The housekeeping team didn’t find Stephanie Bernard until it was almost lunchtime. They had respected the ‘DO NOT DISTURB’ sign hanging outside her door but, when it remained hanging there for several hours, they decided to risk it. A discreet knock had not elicited a response, so they let themselves into the room she had occupied for nearly a week.

And what they found in there would stay with them for the rest of their lives.

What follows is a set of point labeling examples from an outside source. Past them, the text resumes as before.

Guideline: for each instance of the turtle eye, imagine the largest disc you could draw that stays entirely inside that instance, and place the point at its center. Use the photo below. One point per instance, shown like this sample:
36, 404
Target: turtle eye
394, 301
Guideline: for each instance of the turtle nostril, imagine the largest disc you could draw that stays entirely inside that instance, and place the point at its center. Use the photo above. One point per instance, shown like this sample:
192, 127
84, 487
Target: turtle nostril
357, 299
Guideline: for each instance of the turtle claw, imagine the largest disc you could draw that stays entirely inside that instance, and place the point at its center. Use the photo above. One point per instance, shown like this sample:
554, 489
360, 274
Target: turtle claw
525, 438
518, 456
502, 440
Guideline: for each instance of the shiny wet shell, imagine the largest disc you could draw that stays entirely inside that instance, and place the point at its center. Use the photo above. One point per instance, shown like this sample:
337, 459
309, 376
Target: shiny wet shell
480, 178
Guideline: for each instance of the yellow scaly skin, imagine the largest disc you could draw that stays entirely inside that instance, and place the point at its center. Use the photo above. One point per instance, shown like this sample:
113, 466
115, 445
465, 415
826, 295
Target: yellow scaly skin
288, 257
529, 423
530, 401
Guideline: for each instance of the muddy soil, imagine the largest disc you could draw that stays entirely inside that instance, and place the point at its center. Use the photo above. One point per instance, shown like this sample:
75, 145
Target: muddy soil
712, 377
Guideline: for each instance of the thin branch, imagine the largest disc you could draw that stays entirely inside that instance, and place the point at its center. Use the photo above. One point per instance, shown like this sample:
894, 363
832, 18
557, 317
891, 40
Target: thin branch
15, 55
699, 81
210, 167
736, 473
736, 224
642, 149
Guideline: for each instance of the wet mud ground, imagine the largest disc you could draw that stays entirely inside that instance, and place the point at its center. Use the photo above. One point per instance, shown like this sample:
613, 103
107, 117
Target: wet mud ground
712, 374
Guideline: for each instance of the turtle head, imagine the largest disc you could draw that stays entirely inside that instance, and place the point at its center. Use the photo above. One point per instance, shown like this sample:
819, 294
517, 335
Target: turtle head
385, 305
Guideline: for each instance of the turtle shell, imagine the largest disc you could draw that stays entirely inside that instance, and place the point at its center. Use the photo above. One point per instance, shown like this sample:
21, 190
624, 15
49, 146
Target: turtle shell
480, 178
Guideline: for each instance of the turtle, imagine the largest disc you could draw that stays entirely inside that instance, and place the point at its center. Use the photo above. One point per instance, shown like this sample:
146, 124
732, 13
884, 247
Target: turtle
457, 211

Faulkner stepped carefully over a mound of drying vomit near the doorway, with Ryan and Phillips following closely behind. The team of CSIs were already on site and the aparthotel had been declared a crime scene. Lowerson was overseeing the process of re-housing other residents to provide a clear pathway for the police operation, while MacKenzie took over management of the Incident Room back at Police Headquarters. That was no small task, given the number of police personnel attached to the investigation which had now been given the jovial title of ‘OPERATION SUMMER’ by The Powers That Be.

The three men stood a few feet from the edge of the bed in full protective clothing, surveying The Hacker’s most recent handiwork. It seemed he had taken to his new title because this latest demonstration was less a feat of medical prowess than an act of total destruction.

“God in heaven,” Phillips choked out, focusing on his breathing so that he would not embarrass himself.

“He’s completely gone now,” Ryan said, feeling his own stomach churn. “This is something else.”

The woman was in pieces, laid out like chopped vegetables on the bed and decorated by rose petals taken from the bouquet she had been given at the end of her last performance.

“Do you realise who this is?” Faulkner asked.

Phillips could barely recognise the gender of the body parts, let alone determine an identity.

“Who?”

“I think this is Stephanie Bernard. She’s a French opera singer, a soprano.”

Ryan thought of what was playing across the theatres and musical venues and came to the correct conclusion.

“Gianni Schicchi?”

“Yes, she was playing Lauretta. I wanted to go and see it but couldn’t get a ticket,” Faulkner explained.

“You said she was French?” Ryan thought of the cross-jurisdictional complication and immediately hated himself for it.

“Yes,” Faulkner replied. “There was a write-up in The Guardian about the opera coming up to Newcastle as part of a tour of the UK. She was a real emerging talent.”